The virus remains in a CDC freezer in Atlanta, behind locked doors, under constant monitoring. Taubenberger's work continues. Hultin's four thimble-sized tissue samples made it all possible.
What Brevig Mission Carries Now
The village was renamed Brevig Mission in honor of Tollef Brevig in 1963. It remains a small Inupiat community today, home to roughly three hundred people. The mass grave is still there, marked by crosses. The village has a school, a post office, an airstrip. Subsistence hunting and fishing remain central to daily life. The Bering Strait is visible from the shore.
The 1918 deaths are remembered. The village council that gave Johan Hultin permission to dig in both 1951 and 1997 understood what was at stake. A member of that council, quoted in a 1997 newspaper account, described the decision simply: the community wanted the world to understand what had happened to them, and if the research helped prevent future deaths, then disturbing the rest of the ancestors was worth it.

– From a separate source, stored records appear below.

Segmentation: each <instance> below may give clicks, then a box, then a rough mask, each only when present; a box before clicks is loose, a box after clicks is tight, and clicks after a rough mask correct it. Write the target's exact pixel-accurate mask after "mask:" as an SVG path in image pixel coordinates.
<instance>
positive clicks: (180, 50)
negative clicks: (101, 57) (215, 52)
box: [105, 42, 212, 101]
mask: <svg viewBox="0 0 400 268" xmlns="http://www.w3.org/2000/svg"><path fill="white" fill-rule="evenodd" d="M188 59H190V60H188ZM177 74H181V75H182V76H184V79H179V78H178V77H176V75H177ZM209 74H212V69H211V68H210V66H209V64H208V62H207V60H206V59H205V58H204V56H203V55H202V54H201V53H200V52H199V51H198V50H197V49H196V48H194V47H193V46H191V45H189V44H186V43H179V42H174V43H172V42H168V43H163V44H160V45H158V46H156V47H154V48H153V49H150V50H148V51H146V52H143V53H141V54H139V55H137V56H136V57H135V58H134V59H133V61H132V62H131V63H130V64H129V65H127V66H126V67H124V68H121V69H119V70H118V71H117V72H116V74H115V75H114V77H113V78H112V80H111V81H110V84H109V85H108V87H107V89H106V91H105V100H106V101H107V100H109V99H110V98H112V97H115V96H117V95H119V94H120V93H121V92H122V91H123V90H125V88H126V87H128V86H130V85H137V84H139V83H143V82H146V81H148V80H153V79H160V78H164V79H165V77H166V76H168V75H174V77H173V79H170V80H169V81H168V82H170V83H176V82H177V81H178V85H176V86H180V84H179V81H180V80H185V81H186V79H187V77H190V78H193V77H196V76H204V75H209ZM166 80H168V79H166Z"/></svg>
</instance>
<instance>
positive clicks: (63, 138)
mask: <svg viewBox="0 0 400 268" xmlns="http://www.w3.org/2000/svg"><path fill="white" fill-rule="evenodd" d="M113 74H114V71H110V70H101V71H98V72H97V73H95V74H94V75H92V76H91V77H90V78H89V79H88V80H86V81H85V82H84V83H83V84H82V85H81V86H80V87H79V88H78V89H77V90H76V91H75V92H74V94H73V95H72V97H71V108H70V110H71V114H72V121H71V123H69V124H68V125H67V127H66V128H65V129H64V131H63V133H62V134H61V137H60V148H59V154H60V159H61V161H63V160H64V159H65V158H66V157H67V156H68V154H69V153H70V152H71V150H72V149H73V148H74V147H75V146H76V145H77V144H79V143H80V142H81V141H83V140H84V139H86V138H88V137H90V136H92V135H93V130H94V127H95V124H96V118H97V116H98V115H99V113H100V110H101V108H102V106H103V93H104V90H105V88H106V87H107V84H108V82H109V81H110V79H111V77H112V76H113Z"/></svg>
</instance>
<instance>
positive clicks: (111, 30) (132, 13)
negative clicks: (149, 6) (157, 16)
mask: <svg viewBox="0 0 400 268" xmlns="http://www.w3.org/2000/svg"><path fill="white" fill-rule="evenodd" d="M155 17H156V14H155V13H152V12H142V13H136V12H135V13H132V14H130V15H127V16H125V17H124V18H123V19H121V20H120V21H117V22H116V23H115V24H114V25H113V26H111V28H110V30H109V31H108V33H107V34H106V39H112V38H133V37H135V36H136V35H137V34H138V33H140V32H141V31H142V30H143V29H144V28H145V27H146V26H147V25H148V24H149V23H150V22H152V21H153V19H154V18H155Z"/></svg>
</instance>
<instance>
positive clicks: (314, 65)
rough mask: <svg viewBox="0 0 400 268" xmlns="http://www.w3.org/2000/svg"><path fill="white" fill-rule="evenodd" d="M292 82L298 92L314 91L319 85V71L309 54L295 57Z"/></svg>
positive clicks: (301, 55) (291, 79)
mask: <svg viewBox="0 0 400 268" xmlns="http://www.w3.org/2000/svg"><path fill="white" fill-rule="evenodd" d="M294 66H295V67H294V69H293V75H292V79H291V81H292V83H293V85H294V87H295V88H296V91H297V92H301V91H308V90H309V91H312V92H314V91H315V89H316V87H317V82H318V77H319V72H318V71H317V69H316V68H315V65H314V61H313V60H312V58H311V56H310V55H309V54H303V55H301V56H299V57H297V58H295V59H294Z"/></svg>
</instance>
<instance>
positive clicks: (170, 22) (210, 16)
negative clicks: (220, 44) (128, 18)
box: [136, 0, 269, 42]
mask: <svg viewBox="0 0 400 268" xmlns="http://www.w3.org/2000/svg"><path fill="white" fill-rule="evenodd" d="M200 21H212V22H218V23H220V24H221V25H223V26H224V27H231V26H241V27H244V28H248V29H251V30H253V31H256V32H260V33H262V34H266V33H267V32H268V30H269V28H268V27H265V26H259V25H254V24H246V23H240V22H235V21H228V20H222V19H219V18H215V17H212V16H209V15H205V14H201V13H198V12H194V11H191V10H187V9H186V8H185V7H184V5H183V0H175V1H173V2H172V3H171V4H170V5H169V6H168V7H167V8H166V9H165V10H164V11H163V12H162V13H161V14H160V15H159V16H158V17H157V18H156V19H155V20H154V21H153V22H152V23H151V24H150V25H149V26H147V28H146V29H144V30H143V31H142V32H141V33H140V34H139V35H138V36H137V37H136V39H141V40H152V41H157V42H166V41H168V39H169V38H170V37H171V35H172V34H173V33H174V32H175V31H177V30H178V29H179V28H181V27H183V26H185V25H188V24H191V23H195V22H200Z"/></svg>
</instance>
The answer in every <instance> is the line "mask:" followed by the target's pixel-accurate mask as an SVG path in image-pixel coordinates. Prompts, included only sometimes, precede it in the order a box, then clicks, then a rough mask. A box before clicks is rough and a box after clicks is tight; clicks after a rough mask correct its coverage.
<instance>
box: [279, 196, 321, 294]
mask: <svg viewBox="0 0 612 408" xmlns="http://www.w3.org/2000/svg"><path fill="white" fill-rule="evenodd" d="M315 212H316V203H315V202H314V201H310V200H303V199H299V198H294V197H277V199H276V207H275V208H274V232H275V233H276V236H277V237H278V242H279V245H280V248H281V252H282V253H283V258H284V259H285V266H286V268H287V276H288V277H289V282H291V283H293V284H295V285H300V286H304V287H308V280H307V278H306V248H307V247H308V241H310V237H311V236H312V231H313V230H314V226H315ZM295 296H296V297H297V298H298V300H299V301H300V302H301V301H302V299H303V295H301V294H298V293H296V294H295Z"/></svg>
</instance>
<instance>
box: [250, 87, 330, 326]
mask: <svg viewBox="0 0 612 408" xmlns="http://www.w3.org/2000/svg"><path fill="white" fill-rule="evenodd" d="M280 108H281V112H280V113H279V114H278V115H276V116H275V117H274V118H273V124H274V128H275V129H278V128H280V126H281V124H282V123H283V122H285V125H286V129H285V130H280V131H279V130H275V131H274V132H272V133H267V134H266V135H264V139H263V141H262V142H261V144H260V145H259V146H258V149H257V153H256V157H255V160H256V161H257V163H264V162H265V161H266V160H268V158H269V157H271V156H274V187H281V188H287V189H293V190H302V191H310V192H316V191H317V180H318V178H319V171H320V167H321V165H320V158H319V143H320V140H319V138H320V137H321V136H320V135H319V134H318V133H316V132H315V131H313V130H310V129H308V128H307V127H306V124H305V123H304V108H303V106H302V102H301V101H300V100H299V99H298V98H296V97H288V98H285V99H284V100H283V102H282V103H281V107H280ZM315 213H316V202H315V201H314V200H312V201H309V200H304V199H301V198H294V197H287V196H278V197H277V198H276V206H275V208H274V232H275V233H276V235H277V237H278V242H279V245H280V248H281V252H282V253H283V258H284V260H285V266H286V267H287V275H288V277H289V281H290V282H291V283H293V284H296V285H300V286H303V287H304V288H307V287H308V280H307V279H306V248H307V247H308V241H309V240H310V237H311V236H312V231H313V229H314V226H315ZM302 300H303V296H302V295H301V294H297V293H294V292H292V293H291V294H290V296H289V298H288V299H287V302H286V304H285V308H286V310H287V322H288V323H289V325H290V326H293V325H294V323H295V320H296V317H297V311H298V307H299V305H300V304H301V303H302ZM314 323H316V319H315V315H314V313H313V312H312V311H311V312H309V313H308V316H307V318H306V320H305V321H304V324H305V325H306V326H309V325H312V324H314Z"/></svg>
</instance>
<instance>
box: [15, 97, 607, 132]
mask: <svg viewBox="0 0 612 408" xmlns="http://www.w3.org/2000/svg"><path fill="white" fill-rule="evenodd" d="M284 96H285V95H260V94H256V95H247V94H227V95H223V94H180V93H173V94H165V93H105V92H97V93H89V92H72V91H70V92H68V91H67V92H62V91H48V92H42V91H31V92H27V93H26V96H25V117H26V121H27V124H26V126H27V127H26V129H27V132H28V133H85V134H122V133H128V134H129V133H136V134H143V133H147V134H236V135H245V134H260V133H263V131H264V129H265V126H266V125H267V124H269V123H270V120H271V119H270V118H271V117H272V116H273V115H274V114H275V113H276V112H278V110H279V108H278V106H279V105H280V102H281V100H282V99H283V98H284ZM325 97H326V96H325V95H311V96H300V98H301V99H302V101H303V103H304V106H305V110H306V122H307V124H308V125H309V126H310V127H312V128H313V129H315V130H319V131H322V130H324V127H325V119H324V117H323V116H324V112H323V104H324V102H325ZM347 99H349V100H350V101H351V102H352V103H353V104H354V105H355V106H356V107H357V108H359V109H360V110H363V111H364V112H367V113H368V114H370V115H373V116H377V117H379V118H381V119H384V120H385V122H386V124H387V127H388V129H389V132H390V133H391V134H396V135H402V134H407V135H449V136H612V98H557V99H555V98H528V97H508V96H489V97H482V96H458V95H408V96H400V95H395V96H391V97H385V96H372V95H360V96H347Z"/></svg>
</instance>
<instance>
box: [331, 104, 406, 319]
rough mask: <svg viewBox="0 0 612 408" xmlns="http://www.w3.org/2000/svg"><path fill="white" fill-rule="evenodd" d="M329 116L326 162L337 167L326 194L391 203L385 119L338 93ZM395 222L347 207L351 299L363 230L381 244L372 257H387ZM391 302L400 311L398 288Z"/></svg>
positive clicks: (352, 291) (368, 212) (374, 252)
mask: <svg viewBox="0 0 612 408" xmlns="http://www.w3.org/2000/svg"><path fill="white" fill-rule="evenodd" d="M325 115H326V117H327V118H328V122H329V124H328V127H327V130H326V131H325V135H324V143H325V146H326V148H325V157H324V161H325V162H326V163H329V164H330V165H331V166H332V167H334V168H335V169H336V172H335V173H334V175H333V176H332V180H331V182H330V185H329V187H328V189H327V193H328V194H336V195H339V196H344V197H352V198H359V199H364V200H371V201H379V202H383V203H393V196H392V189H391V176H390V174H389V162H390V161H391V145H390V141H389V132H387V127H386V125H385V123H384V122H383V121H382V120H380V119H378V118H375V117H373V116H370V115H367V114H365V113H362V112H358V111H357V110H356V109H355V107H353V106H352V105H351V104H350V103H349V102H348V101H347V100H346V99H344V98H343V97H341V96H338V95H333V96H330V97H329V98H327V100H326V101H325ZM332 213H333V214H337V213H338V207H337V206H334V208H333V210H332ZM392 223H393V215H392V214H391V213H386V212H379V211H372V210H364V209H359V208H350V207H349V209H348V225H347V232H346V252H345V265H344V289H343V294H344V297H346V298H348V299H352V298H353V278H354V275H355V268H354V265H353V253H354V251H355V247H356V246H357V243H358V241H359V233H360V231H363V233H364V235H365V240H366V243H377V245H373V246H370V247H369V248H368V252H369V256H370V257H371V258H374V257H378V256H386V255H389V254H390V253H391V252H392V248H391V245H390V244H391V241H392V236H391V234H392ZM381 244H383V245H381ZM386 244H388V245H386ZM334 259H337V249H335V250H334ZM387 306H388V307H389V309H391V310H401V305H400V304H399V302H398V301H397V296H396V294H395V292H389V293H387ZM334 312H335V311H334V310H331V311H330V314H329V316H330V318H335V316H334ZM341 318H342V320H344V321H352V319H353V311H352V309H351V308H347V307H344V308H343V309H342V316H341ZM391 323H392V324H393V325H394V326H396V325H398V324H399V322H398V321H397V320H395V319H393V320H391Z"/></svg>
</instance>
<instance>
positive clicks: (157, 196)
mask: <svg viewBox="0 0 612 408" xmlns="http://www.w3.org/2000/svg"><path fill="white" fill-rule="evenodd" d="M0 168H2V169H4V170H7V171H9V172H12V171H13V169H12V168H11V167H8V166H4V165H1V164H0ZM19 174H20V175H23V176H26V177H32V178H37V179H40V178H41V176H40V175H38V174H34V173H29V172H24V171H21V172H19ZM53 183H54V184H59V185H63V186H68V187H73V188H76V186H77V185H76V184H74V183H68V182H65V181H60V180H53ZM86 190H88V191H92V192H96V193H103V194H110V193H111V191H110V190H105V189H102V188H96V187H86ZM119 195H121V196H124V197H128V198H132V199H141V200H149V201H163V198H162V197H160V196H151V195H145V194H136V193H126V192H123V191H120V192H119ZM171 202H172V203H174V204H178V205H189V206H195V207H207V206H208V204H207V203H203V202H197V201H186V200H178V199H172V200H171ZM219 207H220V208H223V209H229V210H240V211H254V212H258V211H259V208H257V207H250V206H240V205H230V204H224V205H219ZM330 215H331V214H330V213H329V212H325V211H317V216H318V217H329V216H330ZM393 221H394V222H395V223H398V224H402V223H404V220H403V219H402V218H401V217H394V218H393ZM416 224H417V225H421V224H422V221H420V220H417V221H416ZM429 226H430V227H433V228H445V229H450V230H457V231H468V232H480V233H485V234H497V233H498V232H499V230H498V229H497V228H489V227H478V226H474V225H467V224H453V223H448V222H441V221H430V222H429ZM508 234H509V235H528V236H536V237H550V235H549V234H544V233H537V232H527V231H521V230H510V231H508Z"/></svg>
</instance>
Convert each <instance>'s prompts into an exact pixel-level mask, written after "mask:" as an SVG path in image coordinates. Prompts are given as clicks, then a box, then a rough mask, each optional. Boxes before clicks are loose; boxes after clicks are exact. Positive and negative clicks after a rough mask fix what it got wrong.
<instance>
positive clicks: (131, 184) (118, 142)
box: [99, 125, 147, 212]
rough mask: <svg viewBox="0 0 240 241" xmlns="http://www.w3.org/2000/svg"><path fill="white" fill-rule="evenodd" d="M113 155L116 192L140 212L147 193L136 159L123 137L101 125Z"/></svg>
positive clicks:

Johan Hultin returned to Brevig Mission one more time after 1997, to pay his respects. He made a wreath and placed it at the grave site. He was not a young man making a scientific expedition. He was someone who had spent forty-six years thinking about seventy-two people he had never met, and what their deaths might still teach the living.
The virus he recovered is locked away in Atlanta. The grave is quiet again. The permafrost that preserved the evidence of the worst mortality event of the twentieth century still lies beneath the tundra of the Seward Peninsula, a few feet underground, cold and intact. What else it holds, no one has gone to find out.